アマゾンが失敗したフードデリバリー市場とは

6月13日(木)12時0分 JBpress

米小売り・IT大手アマゾンのロゴ(2019年3月4日撮影、資料写真)。(c)DENIS CHARLET / AFP〔AFPBB News〕

 ウォールストリート・ジャーナルやニューヨーク・タイムズなどの米メディアによると、米アマゾン・ドットコムは、米国で展開しているレストラン料理の配達サービス「Amazon Restaurants」を6月24日で終了する。この市場は競争が激化しており、アマゾンは十分なシェアを得ることができなかったという。


新興企業がひしめく市場

 同社がフードデリバリーサービスを始めたのは2015年のこと。当初のサービス対象地域は、本社がある米ワシントン州シアトルだったが、その後、ロサンゼルス、シカゴ、サンフランシスコ、マンハッタン、ダラス、アトランタ、マイアミなどと対象地域を拡大し、英国ロンドンでも同様のサービスを始めた。

(参考・関連記事)「アマゾン、レストラン料理の配達事業を英国に拡大」

 これは、有料プログラム「Prime」の会員向けサービスで、スマートフォン用アプリなどでメニューを選んで注文すると、アマゾンの配送ドライバーが店で料理を受け取って顧客に配達する。配達までの所要時間は1時間以内で、料理にはサービス料を加えた特別価格などを設定せず、すべての注文の配達料は期間限定で無料にする、というものだった。

 しかし、この分野では買い物代行サービスの米ポストメイツ(Postmates)や、米ドアダッシュ(DoorDash)などの企業が同様のサービスを展開。

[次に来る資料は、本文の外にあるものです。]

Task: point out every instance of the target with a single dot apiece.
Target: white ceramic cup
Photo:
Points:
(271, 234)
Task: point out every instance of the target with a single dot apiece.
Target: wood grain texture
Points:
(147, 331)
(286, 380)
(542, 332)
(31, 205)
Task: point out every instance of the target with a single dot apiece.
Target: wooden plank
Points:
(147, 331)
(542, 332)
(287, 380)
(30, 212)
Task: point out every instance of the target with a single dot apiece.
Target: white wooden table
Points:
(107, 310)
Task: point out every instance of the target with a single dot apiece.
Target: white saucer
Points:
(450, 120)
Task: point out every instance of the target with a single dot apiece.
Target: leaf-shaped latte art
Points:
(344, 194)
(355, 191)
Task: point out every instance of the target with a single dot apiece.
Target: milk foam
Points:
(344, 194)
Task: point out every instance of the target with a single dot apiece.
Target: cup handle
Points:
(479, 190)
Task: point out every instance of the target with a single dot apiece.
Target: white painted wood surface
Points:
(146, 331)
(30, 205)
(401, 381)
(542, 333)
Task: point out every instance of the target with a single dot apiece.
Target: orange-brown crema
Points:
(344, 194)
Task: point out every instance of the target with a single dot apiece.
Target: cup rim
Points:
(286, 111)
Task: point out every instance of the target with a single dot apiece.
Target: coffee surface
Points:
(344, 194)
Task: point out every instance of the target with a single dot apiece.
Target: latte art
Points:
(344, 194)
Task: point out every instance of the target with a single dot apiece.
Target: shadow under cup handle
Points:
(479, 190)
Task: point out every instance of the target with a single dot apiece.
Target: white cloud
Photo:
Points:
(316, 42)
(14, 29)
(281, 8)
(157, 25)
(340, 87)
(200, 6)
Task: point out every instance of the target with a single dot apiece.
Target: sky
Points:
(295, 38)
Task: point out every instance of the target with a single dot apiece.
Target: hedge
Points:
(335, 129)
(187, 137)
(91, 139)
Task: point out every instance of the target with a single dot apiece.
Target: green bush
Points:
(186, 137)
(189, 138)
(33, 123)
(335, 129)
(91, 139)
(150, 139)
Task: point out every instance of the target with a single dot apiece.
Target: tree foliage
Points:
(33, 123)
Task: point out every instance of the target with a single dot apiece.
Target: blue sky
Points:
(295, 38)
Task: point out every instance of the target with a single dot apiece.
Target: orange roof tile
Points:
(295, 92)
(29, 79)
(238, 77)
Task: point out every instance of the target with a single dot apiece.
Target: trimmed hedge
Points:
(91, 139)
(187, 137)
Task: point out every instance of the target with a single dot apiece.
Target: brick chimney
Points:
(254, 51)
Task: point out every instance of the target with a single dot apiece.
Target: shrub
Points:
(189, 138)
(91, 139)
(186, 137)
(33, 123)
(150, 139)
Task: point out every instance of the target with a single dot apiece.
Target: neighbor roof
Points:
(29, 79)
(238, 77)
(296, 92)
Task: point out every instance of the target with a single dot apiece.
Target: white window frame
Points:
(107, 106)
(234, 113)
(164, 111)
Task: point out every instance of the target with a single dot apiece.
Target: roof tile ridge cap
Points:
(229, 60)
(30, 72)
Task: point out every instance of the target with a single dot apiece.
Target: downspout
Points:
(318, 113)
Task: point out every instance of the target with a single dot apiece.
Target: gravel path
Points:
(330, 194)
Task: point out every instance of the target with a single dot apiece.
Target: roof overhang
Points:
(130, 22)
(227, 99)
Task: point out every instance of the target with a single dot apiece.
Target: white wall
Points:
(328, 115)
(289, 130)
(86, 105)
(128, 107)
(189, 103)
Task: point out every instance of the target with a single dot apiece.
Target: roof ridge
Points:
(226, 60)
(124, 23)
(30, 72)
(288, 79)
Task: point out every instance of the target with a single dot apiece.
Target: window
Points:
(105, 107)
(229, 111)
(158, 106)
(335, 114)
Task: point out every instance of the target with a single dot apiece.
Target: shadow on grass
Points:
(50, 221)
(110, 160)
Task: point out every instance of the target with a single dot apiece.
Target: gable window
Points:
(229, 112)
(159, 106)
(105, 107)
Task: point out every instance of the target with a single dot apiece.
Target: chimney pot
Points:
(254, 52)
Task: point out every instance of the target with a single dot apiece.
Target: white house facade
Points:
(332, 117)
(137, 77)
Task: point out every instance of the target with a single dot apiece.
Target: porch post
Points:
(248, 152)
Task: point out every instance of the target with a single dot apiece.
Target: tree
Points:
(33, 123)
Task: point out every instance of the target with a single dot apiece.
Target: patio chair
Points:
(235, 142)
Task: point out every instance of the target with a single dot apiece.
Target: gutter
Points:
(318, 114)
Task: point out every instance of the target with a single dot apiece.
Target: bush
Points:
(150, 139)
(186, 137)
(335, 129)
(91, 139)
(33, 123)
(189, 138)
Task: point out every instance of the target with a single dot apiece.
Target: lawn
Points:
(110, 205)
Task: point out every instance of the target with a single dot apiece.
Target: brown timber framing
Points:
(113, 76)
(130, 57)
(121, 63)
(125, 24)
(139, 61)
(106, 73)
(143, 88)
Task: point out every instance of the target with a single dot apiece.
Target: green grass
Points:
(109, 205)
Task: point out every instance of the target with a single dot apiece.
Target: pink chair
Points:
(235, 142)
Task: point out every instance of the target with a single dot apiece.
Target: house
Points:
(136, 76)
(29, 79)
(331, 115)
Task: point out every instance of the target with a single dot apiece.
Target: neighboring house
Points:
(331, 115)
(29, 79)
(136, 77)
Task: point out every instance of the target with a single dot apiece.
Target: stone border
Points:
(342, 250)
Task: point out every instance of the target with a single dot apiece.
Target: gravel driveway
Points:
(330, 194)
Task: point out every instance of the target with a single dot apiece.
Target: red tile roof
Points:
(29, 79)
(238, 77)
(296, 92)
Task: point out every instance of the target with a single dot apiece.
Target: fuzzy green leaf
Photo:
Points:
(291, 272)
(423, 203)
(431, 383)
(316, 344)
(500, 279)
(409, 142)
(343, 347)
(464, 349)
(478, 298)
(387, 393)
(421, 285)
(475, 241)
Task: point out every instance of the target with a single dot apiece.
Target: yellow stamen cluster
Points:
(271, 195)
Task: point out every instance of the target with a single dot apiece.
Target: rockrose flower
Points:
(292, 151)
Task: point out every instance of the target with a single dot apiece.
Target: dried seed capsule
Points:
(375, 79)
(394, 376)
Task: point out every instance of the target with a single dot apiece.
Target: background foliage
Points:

配車サービス大手の米ウーバーテクノロジーズも、2016年に「ウーバーイーツ(Uber Eats)」の本格展開を始めるなど、数多くの参入企業があり、競争が激化した。

 ウォールストリート・ジャーナルによると、フードデリバリーは労働集約型のビジネスで、採算性が悪いという。ただ、新興企業は、調達した巨額の資金を使って、サービス地域を増やし、シェアを伸ばしている。例えばウーバーイーツは現在米国の300地域でサービスを展開。これに対しアマゾンは約20都市にとどまっている。ウーバーイーツの今年1〜3月期の売上高は、5億3600万ドル(約580億円)で、1年前から89%増加した。

 こうした中、アマゾンは昨年(2018年)12月、この分野で英国市場から撤退した。ウーバーイーツの英国事業など、同国競合との競争に直面し、思うように事業を拡大できなかったという(ウォールストリート・ジャーナルの記事)。


eコマースの巨人が過去に失敗した事業

 ウォールストリート・ジャーナルは、eコマースの巨人であるアマゾンが、この分野で失敗するのは珍しいと伝えている。同社は過去に、自社ブランドのスマートフォン「Fire Phone」を市場投入したが、大失敗に終わった。また、地域のレストラン、イベント、小売店のサービスを安価に提供するクーポン販売事業「Amazon Local」や、宿泊施設予約サービス事業「Amazon Destinations」も終了した。

(参考・関連記事)「米アマゾン、今度はオンライン旅行業に進出」


アマゾン、新たな分野に投資

 一方で、アマゾンは、新たな分野への投資を拡大させている。例えば傘下の高級スーパーマーケットチェーン「ホールフーズ・マーケット」の商品をPrime会員に即時配達するサービスは、現在、全米88都市で展開している。

 5月には、英国のフードデリバリー企業「デリバルー(Deliveroo)」が実施する5億7500万ドル(約620億円)の資金調達を、アマゾンが主導すると発表された。デリバルーは、英国のほか、ドイツ、フランス、オーストラリア、シンガポール、香港、台湾など14の国・地域でサービスを展開している。その契約レストラン数は8万店で、契約配達員数は6万人いる。